Cet exemple montre bien pourquoi tant de décisions des pouvoirs publics semblent si peu judicieuses aux économistes, pas seulement en matière de politique fiscale, mais aussi de politique commerciale, de réglementation, de législation antitrust, parmi bien d’autres domaines. D’ailleurs, une meilleure compréhension des enjeux économiques par le monde politique n’y changerait pas grand-chose. La logique économique commande souvent d’agir dans la direction opposée à celle qu’indique la logique politique. Or, le monde politique choisira toujours la seconde.
Une suggestion à l’intention du monde politique
Peut-on combler au moins en partie le fossé qui sépare ces deux mondes ? Faire en sorte que le monde politique accorde un peu plus de poids aux considérations économiques et que les économistes comprennent un peu mieux le monde politique ? Je pense — j’espère — que oui. Je ne suis pas naïf ; je me rends bien compte que la plus grande partie des changements nécessaires incombe aux économistes. C’est pourquoi je vais suggérer au monde politique de procéder à un changement, et aux économistes d’en consentir deux.

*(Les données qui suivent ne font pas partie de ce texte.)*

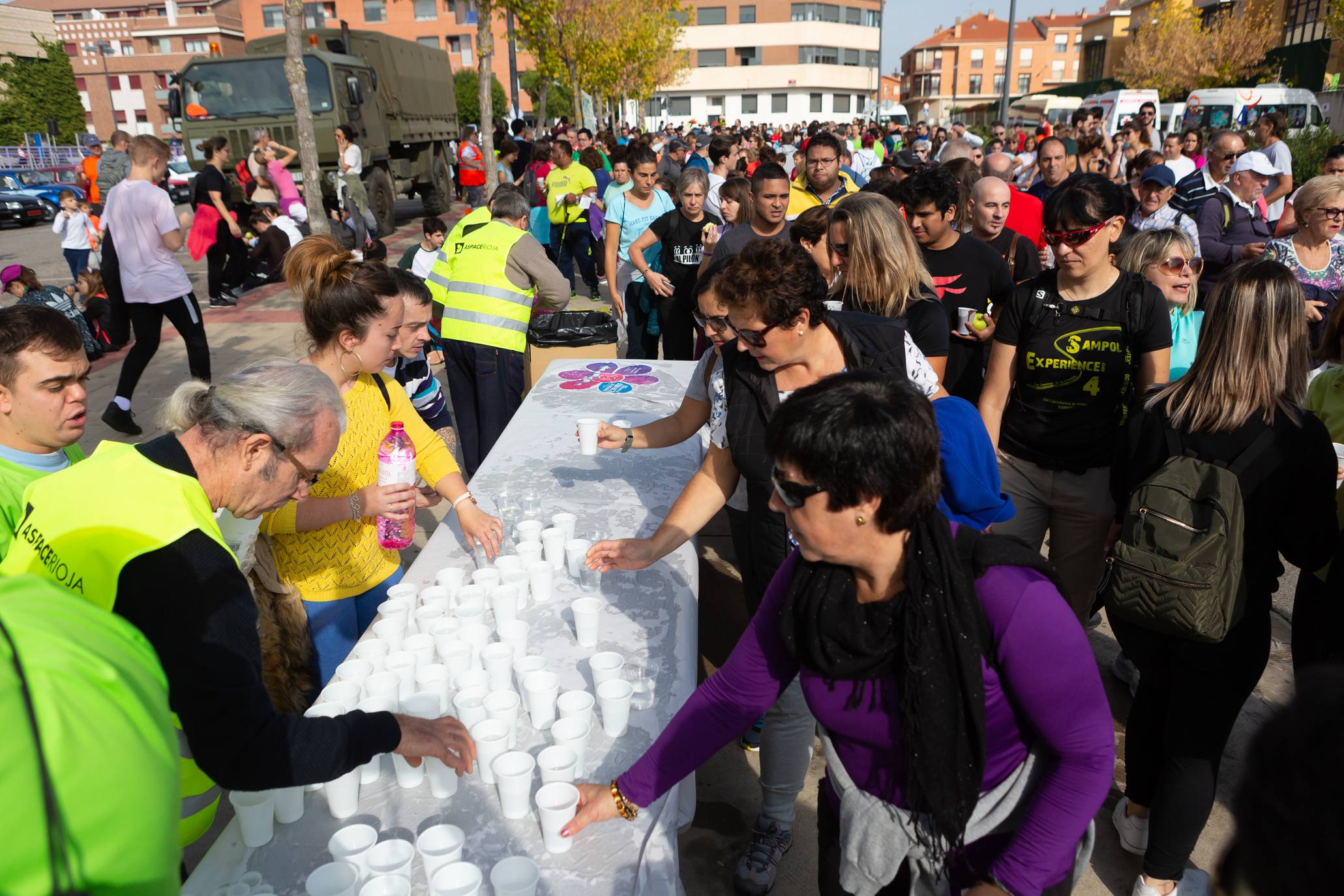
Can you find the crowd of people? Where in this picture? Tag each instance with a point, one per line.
(946, 381)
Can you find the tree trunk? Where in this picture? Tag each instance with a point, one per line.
(297, 78)
(486, 80)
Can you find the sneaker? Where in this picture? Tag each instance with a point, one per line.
(752, 736)
(121, 421)
(1132, 829)
(760, 864)
(1124, 669)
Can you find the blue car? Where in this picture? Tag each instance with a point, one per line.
(39, 183)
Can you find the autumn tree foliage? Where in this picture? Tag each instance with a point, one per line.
(1176, 50)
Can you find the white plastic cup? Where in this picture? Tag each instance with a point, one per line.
(333, 879)
(557, 803)
(351, 844)
(565, 523)
(514, 782)
(541, 689)
(588, 436)
(605, 666)
(576, 704)
(504, 603)
(613, 699)
(530, 531)
(456, 879)
(288, 805)
(491, 739)
(557, 764)
(586, 612)
(576, 556)
(440, 845)
(515, 876)
(391, 858)
(256, 813)
(504, 706)
(553, 546)
(374, 651)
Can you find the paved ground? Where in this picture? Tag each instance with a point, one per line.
(267, 324)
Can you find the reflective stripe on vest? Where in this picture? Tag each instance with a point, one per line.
(85, 545)
(483, 305)
(443, 271)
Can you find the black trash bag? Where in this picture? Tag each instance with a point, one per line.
(571, 328)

Les responsables politiques ne voient pas au-delà de la prochaine élection, mais il y a bien pire. Les professionnels qui les conseillent ne voient pas au-delà du prochain sondage, parfois même au-delà du prochain tweet. Leur horizon temporel s’arrête au prochain journal télévisé, et encore.

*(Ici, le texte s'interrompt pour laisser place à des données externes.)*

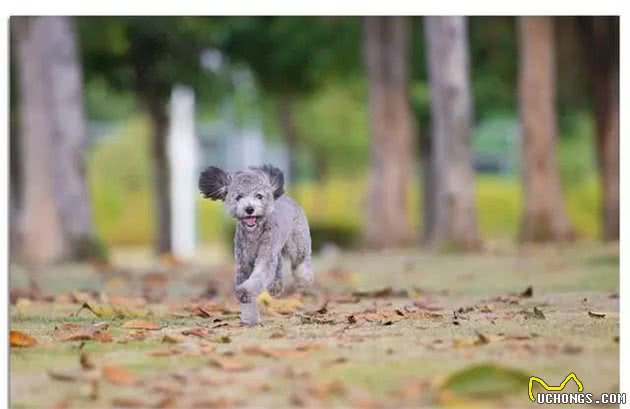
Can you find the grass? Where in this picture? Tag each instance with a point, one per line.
(375, 363)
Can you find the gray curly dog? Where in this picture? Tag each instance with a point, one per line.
(270, 225)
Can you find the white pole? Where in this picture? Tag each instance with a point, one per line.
(183, 160)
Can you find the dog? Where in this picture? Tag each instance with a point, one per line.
(269, 225)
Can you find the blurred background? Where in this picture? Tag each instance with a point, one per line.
(443, 132)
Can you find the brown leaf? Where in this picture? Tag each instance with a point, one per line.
(529, 292)
(346, 299)
(86, 361)
(336, 361)
(21, 339)
(230, 364)
(141, 324)
(538, 313)
(86, 306)
(95, 332)
(378, 293)
(366, 404)
(129, 402)
(220, 403)
(201, 332)
(154, 280)
(66, 376)
(164, 352)
(277, 334)
(423, 305)
(172, 339)
(118, 375)
(274, 352)
(324, 391)
(136, 302)
(200, 311)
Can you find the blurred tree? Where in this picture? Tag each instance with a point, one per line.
(55, 218)
(291, 57)
(601, 48)
(544, 216)
(149, 55)
(386, 43)
(451, 119)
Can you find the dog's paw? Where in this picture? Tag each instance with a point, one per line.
(275, 288)
(242, 295)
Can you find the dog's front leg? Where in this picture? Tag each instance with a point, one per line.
(249, 310)
(261, 277)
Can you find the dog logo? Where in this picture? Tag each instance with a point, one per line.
(558, 388)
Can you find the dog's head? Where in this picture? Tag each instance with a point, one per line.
(249, 195)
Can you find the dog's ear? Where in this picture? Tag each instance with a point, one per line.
(213, 183)
(276, 179)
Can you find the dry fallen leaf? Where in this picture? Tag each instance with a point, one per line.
(538, 313)
(141, 324)
(118, 375)
(221, 403)
(323, 391)
(164, 352)
(529, 291)
(21, 339)
(274, 352)
(230, 364)
(172, 339)
(86, 361)
(95, 332)
(201, 332)
(278, 305)
(129, 402)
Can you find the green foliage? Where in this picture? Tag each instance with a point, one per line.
(485, 381)
(292, 54)
(332, 124)
(118, 174)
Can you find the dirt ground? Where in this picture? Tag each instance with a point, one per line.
(384, 330)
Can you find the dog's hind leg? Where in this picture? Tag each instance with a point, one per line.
(302, 272)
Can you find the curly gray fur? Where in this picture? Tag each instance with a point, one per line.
(270, 225)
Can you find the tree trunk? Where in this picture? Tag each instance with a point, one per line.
(544, 218)
(601, 40)
(286, 121)
(429, 202)
(70, 140)
(55, 209)
(386, 42)
(451, 120)
(161, 175)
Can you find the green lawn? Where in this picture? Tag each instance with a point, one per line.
(378, 358)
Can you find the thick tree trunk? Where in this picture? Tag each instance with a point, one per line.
(451, 120)
(55, 209)
(161, 176)
(601, 40)
(286, 121)
(386, 41)
(543, 217)
(70, 130)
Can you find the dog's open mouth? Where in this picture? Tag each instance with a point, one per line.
(251, 221)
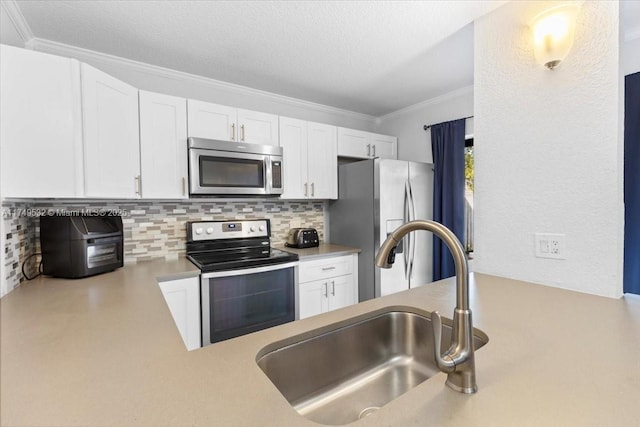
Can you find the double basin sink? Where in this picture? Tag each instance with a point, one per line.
(340, 373)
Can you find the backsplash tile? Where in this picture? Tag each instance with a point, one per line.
(20, 242)
(152, 229)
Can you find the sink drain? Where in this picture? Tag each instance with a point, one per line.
(368, 411)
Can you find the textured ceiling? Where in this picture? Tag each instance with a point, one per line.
(372, 57)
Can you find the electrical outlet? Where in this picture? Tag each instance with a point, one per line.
(550, 246)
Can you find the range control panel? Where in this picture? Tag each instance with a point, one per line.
(217, 230)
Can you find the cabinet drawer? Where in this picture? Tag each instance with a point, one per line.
(325, 268)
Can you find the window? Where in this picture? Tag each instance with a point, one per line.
(468, 194)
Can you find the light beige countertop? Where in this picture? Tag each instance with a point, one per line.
(324, 250)
(105, 351)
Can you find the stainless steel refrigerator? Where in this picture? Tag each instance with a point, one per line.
(374, 198)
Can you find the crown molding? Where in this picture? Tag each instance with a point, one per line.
(429, 102)
(17, 19)
(103, 58)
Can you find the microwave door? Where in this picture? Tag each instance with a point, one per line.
(227, 173)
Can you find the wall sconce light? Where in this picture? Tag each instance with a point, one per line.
(553, 33)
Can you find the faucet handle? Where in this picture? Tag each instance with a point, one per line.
(445, 363)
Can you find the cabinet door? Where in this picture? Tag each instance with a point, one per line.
(293, 140)
(257, 128)
(212, 121)
(354, 143)
(384, 146)
(312, 298)
(111, 135)
(183, 298)
(341, 291)
(322, 161)
(163, 146)
(41, 125)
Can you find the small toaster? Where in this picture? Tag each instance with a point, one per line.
(302, 238)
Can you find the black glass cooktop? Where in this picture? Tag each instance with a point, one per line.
(239, 259)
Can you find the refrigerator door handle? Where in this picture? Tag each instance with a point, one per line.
(412, 243)
(407, 238)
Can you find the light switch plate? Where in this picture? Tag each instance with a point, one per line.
(550, 245)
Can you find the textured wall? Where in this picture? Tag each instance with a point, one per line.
(151, 229)
(548, 155)
(408, 124)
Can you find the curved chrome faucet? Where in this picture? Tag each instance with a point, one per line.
(458, 361)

Pour autant, faire en sorte que les responsables politiques réfléchissent à plus long terme n’est peut-être pas une cause désespérée. Après tout, ils savent s’adapter. Si l’on parvient à les persuader que leurs habitudes politiques actuelles sont contre-productives, il est possible qu’ils en changent — non pas sous l’effet d’un accès d’idéalisme, mais parce qu’ils veulent gagner les élections.
Il est heureux que les quatre ans du mandat d’un président des États-Unis soient une durée suffisante pour permettre aux principaux effets de la plupart des politiques économiques de se faire sentir. Ainsi, il est vraisemblable que de judicieuses mesures de politique économique, si elles sont mises en œuvre au cours de la première ou deuxième année du mandat présidentiel, porteront pleinement leurs fruits avant l’élection présidentielle suivante. À l’intérieur de cette fenêtre de tir, le bon sens économique peut également être de bonne politique.
Bien entendu, cet heureux alignement n’a qu’un temps et se défait à mesure que s’écoule le mandat présidentiel. De toute façon, le calendrier électoral américain et son rythme effréné font bien les choses. Dix-huit mois après le début d’une nouvelle présidence, tous les regards se tournent vers les élections parlementaires de mi-mandat, après quoi le parti au pouvoir, à la suite des pertes qu’il a essuyées à l’occasion de ce scrutin, a généralement du mal à faire adopter des mesures d’ampleur par le Congrès. Les esprits délaissent alors l’action publique pour se tourner vers la prochaine élection présidentielle. Mises bout à bout, ces considérations montrent que la phase réellement consacrée à l’action publique d’un nouveau mandat présidentiel dure rarement plus de 12 à 18 mois. Au cours de cette brève période, reconnaissons que les temporalités économique et politique s’alignent plutôt bien.